#### Relevant import statements

In [None]:
import datetime
import math
import os
import pickle
import random

import matplotlib.pyplot as plt
import numpy as np

import torch
import torch.nn as nn
import torch.nn.functional as F
import torch.optim as optim
import torchvision

#### Defining the data set:

In [None]:
# from utils import generate_training_set()

def read_in_data(text_file):

    data_output = []
    with open(text_file, "r") as file1:
        data_list = file1.readlines()
    for line in data_list:
        token_list = line.split()
        data_output.append(token_list)
    
    return data_output

#### Creating the vocabulary:

In [None]:
training_data = read_in_data("../data/training.en")

In [None]:
def create_vocabulary(training_set):

    vocabulary = []
    for sentence in training_set:
        for word in sentence:
            if word not in vocabulary:
                vocabulary.append(word)
                
    w2i = dict()
    i2w = dict()
    for idx, word in enumerate(vocabulary):
        i2w[idx] = word
        w2i[word] = idx
    
    return w2i, i2w

In [None]:
w2i, i2w = create_vocabulary(training_data)

In [None]:
print(len(w2i.keys()))

#### Generating the skipgram data for a single sentence:

In [1]:
def generate_skipgram(sentence, context_window_size):

    skipgram_array = []
    for idx, word in enumerate(sentence):
        window_size = random.randint(1, context_window_size)
        for index in range(max(idx - window_size, 0), min(len(sentence), idx + window_size + 1)):
            if index != idx:
                skipgram_array.append([w2i[word], w2i[sentence[index]]])

    return skipgram_array

#### Generating the data for the whole training corpus:

In [None]:
def generate_corpus_skipgrams(training_set, window_size):

    skipgrams = []
    for sentence in training_set:
        for skipgram in generate_skipgram(sentence, window_size):
            skipgrams.append(skipgram)
    random.shuffle(skipgrams)

    return np.array(skipgrams)

#### Defining the network which will generate the embeddings:

In [None]:
class Skipgram_Net(nn.Module):

    def __init__(self, embedding_dimension, vocabulary_size):
        super(Skipgram_Net, self).__init__()
        self.fc1 = nn.Linear(vocabulary_size, embedding_dimension)
        self.fc2 = nn.Linear(embedding_dimension, vocabulary_size)
        
    def forward(self, x):
        x = self.fc1(x)
        x = self.fc2(x)
        return F.log_softmax(x)

In [None]:
def make_batches(skipgram_training_data, batch_size):

    new_data = []
    num_samples = skipgram_training_data.shape[0]
    for idx in range(num_samples // batch_size):
        batch = skipgram_training_data[(idx)*batch_size : (idx+1)*batch_size]
        new_data.append(batch)
    
    return np.array(new_data)

In [None]:
BATCH_SIZE = 100
skipgram_training_data = generate_corpus_skipgrams(training_data, 5)
skipgram_training_data = make_batches(skipgram_training_data, BATCH_SIZE)

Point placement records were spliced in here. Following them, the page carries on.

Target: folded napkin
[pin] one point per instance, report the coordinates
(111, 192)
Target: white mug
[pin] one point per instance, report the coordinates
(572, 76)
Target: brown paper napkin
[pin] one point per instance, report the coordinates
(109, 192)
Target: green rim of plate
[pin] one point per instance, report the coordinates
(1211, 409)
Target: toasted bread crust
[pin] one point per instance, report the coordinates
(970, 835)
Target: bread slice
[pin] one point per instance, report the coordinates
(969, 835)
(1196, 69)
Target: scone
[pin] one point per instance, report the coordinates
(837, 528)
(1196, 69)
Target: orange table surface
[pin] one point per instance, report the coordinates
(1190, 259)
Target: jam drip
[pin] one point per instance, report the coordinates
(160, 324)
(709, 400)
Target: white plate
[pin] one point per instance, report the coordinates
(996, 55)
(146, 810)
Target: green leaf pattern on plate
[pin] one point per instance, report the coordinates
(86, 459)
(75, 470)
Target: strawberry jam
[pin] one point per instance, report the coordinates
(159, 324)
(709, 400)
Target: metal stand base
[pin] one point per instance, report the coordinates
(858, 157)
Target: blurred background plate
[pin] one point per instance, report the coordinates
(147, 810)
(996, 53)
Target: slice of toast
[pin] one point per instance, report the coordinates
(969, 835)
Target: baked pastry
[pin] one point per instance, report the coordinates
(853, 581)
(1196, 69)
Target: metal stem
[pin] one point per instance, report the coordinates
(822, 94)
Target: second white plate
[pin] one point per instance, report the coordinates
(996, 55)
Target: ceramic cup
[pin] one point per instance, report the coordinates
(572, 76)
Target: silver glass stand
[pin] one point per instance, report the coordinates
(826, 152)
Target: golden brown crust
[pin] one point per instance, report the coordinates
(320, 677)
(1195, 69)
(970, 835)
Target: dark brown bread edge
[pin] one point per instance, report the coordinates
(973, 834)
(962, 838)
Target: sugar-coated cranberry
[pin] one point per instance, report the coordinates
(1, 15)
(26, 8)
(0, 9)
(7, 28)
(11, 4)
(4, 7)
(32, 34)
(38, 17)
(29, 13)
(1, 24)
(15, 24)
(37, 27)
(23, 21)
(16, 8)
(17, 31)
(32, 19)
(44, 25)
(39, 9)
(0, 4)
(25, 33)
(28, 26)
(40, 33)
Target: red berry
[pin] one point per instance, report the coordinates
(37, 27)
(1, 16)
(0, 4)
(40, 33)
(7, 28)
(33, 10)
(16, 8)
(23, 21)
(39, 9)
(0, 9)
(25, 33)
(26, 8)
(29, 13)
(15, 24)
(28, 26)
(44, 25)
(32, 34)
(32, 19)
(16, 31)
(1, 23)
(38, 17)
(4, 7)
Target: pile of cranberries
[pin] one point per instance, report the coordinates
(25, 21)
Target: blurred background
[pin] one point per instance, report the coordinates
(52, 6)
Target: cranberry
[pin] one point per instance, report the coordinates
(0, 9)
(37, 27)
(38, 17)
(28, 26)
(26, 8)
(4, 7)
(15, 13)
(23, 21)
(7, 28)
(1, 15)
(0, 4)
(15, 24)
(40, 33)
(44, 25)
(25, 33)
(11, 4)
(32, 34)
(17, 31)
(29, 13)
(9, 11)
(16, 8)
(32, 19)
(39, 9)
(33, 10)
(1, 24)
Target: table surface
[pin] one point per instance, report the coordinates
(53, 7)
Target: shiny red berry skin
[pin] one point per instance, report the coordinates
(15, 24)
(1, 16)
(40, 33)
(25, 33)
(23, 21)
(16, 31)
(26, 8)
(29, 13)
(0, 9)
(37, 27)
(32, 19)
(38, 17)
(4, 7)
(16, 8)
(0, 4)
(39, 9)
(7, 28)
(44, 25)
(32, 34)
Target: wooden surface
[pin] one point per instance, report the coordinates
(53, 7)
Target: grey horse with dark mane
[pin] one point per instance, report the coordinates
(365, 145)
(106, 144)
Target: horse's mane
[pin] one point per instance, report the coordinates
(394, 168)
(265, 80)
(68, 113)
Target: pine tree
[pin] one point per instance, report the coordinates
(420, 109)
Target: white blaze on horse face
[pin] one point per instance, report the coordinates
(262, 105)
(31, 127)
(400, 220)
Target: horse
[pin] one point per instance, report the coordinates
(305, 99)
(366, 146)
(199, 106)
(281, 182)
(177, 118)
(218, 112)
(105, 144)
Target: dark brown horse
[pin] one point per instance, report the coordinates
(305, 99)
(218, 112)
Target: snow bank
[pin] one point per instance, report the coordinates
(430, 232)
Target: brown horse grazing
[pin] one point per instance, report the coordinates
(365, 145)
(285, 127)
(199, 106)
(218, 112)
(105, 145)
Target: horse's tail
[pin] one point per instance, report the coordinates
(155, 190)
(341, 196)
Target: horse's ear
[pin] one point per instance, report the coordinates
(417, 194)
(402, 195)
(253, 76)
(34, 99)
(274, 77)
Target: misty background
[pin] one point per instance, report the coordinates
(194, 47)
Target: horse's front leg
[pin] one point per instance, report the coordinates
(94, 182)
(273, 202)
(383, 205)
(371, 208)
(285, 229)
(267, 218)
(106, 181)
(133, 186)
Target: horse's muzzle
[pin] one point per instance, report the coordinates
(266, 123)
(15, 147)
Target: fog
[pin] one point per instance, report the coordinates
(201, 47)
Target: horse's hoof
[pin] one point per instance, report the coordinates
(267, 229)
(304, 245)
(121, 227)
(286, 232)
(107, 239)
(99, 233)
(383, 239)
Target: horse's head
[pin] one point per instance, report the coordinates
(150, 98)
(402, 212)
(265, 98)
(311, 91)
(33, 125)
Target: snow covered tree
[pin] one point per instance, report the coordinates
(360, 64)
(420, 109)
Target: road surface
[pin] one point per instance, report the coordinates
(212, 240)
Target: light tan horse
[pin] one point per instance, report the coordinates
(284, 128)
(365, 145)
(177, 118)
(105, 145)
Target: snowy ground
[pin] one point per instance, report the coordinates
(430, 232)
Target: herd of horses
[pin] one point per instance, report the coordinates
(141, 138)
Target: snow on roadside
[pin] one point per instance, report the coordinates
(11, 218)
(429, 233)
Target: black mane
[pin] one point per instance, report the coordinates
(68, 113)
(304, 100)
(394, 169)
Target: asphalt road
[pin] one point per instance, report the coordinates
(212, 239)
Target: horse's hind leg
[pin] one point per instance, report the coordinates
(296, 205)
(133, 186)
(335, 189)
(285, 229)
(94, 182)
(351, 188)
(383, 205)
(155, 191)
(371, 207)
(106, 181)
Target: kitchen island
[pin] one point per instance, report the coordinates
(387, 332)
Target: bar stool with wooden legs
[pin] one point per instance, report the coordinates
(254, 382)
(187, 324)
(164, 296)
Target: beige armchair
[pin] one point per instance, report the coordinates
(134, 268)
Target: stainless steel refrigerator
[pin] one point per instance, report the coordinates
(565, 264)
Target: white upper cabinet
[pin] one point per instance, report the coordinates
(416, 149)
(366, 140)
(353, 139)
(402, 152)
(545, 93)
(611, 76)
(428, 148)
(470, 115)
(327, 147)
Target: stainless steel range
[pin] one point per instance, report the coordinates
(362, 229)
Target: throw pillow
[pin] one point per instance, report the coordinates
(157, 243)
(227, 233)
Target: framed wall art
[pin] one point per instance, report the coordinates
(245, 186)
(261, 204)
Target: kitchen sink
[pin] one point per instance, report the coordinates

#### Training the network:

In [None]:
EMBEDDING_DIMENSION = 100
epochs = 3

vocab_size = len(w2i.keys())
model = Skipgram_Net(EMBEDDING_DIMENSION, vocab_size)
optimizer = optim.Adam(model.parameters(), lr = 0.0001)
loss_fn = torch.nn.NLLLoss()

print(len(skipgram_training_data))

for epoch in range(epochs):
    print("EPOCH NUMBER:", epoch)
    i = 0
    
    for data_point in skipgram_training_data:
        x_values = data_point[:, 0]
        y_values = data_point[:, 1]
        input_to_network = torch.zeros(BATCH_SIZE, vocab_size)

        for idx in range(BATCH_SIZE):
            input_to_network[idx, x_values[idx]] = 1.0
        target = torch.tensor(y_values, dtype=torch.long)
        output_of_network = model(input_to_network)
        
        loss = loss_fn(output_of_network, target)
        if loss.item() < 0.01:
            break
        
        if i % 100 == 0:
            print("LOSS at step {} was {}".format(i, loss.item()))
        i +=1
        
        optimizer.zero_grad()
        loss.backward()
        optimizer.step()

In [None]:
# Save trained model

# st = datetime.datetime.fromtimestamp(ts).strftime('%Y-%m-%d %H:%M:%S')
# create directory if it does not exist
if not os.path.exists('../models'):
    os.makedirs('../models')

with open('../models/skipgram_{}-{}.model'.format(str(epochs), str(EMBEDDING_DIMENSION)), 'wb') as f:
    pickle.dump(model, f, protocol=pickle.HIGHEST_PROTOCOL)

#### Getting the word embeddings from the trained model:

In [None]:
def create_embeddings(trained_model):

    embeddings = dict()
    params = list(trained_model.parameters())
    learned_weights = trained_model.fc1.weight.data
    
    for word in w2i.keys():
        word_idx = w2i[word]
        embeddings[word] = learned_weights[:, word_idx].numpy()
    
    return embeddings

In [None]:
embeddings_filepath = '../models/embeddings.pickle'

# check if embeddings file exists
if os.path.exists(embeddings_filepath):
    with open(embeddings_filepath, 'rb') as file:
        embeddings_dict = pickle.load(file)
else:
    embeddings_dict = create_embeddings(model)
    with open(embeddings_filepath, 'wb') as file:
        pickle.dump(embeddings_dict, file, protocol=pickle.HIGHEST_PROTOCOL)

In [None]:
print(embeddings_dict["the"])
print(embeddings_dict["as"])